Research in the three areas involved surveys of tourists and an analysis of the marine resources with potential to support ecotourism. The project also investigated the impact of increased traffic to new attractions, including the global impact of flying off to reach remote areas, and at ways of managing potential environmental damage. The research was funded by the EU Interreg IIc Atlantic Area Programme, whose objective is to promote transnational co-operation in the sustainable development of the EU’s Atlantic Periphery.

The idea of regenerating coastal areas by introducing mass tourism or ordinary tourism is not new. The META- project set out to investigate how marine ecotourism could bring about regeneration to areas in a sustainable way by protecting marine environments and creating economic benefits for the local communities.

Julie Wilson, the META- Project Manager, said, “Programmes like the BBC’s spectacular ‘Blue Planet’ are bound to increase the numbers of people wishing to watch marine wildlife in its natural habitat. META- can advise on how to minimise the negative impact of increased visitor numbers through careful planning, management and marketing.”

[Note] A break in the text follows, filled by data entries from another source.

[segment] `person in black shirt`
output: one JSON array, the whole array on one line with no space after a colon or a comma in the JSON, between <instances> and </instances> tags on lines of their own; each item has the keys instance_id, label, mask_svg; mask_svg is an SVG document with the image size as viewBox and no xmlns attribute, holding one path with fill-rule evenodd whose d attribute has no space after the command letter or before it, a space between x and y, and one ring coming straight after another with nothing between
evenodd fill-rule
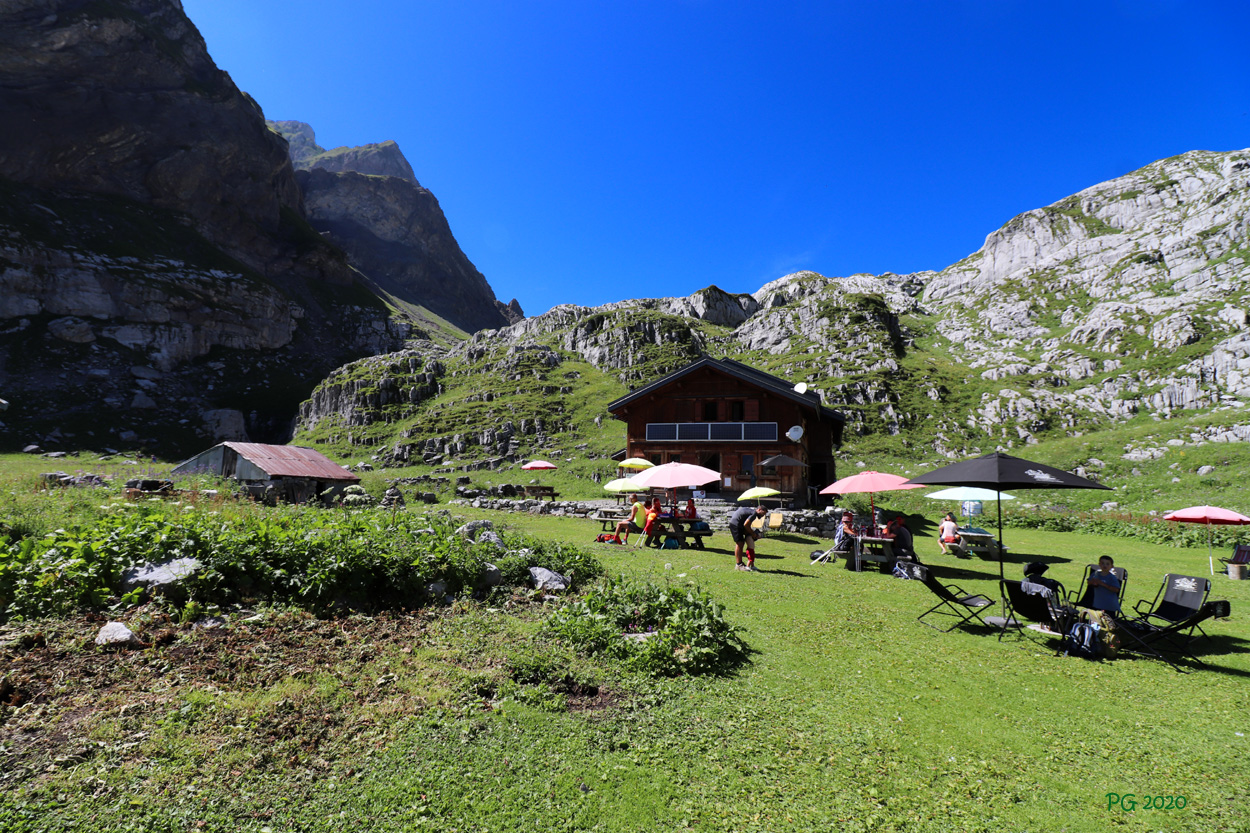
<instances>
[{"instance_id":1,"label":"person in black shirt","mask_svg":"<svg viewBox=\"0 0 1250 833\"><path fill-rule=\"evenodd\" d=\"M729 517L729 534L734 539L734 562L736 568L751 573L755 569L755 539L759 535L751 529L751 522L764 517L764 507L741 507ZM742 564L742 549L746 549L746 564Z\"/></svg>"}]
</instances>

David Bruce, Principle Lecturer from the Bristol Business School said, “Many areas suited to marine ecotourism development are vulnerable and so run a high risk of becoming spoiled if the impact of tourism is not planned for. Unsustainable mass tourism has damaged parts of Gran Canaria – where beautiful natural scenery has been threatened by tourism development. This will continue unless tourism development is better planned and managed and marine ecotourism represents a way of achieving this.

Meta-’s Irish partner project in West Clare has created a marketing group – Irrus’, which seeks to responsibly market the Bottlenose Dolphins in the Shannon Estuary, as well as the local scenery and cultural heritage. The Irrus site address is www.irrus.com. A separate publication from the META- team gives advice on the responsible marketing of marine ecotourism.

The META- project is publishing a series of toolkits in October 2001, designed to help local planners and policy makers. The toolkits focus on community based planning, education and interpretation, voluntary codes, audit and review, and transport and economic impact awareness. Dr Brian Garrod, Senior Lecturer in UWE’s Faculty of Economics and Social Science, said, “We needed to define a series of principles for genuinely sustainable marine ecotourism before we could set about developing the toolkits. Many destinations have been known to market themselves as ‘ecotourism’ when they may not meet even the basic principles of environmental protection and local community benefits.”